La démocratie. C’est, en principe, le régime politique dans lequel le pouvoir est détenu ou contrôlé par le peuple, sans qu’il y ait de distinctions dues à la naissance, la richesse ou la compétence. Soit. Il y a juste un petit problème : il n’y a plus, au sein des États ou des nations, un peuple, mais des peuples – qui, au lieu de revendiquer, de voter pour (quelque chose, quelqu’un), ne veulent plus de (quelque chose, quelques-uns…). Georges Naccache a été un sacré visionnaire. Il faut dire que l’évolution du monde, sa constante mutation, l’ont grandement aidé.
La démocratie. Elle a ceci de monstrueux, dans son ADN, qu’elle est et se sait irremplaçable. Qu’on ne peut ni ne veut la remplacer : le tyran/monarque éclairé est une denrée définitivement périmée, et la planète pullule désormais d’apprentis tsars, gardiens de lieux saints, Jeanne d’Arc, ayatollahs et califes, autoproclamés soient-ils ou démocratiquement élus. Restent donc ces peuples. Et face à eux, souvent, très souvent, ces bataillons de démagogues armés jusqu’aux os de démocraties, archaïques ou 2.0.

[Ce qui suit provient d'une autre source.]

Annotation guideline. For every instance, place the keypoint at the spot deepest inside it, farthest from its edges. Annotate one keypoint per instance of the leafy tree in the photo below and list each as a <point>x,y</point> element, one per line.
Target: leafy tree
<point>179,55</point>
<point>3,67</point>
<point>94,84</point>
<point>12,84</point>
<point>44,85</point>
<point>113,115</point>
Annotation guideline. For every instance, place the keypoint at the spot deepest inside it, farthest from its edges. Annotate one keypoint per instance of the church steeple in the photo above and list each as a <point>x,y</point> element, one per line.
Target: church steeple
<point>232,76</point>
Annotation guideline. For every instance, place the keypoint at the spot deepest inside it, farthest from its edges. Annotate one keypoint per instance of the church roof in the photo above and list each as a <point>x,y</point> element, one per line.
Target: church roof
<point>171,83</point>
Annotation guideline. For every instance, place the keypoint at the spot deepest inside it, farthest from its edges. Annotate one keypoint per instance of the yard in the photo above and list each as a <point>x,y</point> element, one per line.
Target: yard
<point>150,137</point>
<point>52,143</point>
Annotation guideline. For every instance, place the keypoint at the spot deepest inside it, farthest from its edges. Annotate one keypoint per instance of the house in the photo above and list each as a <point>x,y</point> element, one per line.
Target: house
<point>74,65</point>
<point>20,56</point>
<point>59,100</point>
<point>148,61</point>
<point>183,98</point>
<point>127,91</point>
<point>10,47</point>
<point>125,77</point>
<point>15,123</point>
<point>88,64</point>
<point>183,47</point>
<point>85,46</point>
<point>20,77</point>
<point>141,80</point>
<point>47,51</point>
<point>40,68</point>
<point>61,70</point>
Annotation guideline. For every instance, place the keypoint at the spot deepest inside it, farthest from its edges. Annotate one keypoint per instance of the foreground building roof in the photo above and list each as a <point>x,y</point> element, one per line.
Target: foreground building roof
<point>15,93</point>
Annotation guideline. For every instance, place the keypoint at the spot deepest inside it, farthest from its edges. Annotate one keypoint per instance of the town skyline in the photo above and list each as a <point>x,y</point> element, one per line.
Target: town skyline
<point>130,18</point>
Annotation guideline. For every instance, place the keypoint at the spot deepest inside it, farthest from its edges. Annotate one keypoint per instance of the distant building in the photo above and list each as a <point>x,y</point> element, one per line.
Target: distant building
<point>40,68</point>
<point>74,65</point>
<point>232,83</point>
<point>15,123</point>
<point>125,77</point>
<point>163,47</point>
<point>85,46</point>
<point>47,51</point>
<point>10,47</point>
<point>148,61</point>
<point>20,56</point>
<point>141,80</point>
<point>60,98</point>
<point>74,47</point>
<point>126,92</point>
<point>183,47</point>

La démocratie. C’est aussi le nom donné au peuple toutes les fois que nous avons besoin de lui. Il faut dire que jusque-là, et encore davantage en 2016, démocratie(s) à l’appui, extrémismes et fondamentalismes en tout genre à l’appui, ces peuples, dans leur majorité, s’efforçaient de (sur)vivre dans un Mad Max – Fury Road grandeur nature. C’est-à-dire dans un monde (post-)apocalyptique où les dictatures se travestissent en bonnes sœurs du Perpétuel Secours ; où les jihadismes et les extrêmes droites murmurent à l’oreille des adolescents ; où les flux migratoires dé-mathématisent tout ; où la non-acceptation de l’autre devient règle d’or ; où l’injustice sociale rend aveugle et sourd; où les mentalités se sclérosent et où toutes les nuances du noir ont triomphé. Charles Baudelaire disait que le noir, c’est justement l’uniforme de la démocratie.
La démocratie. C’est sans doute le mal, la blessure, mais c’est surtout le baume, le remède. Et en 2017 plus que jamais, ses valeurs universelles, que L’Orient-Le Jour défend inlassablement depuis 93 ans dans un Moyen-Orient affreusement laboratoire et épitomé de cette Fury Road, sont les seules à même de panser les plaies béantes du monde. À condition que nous, peuples d’ailleurs, mais surtout d’ici, le voulions.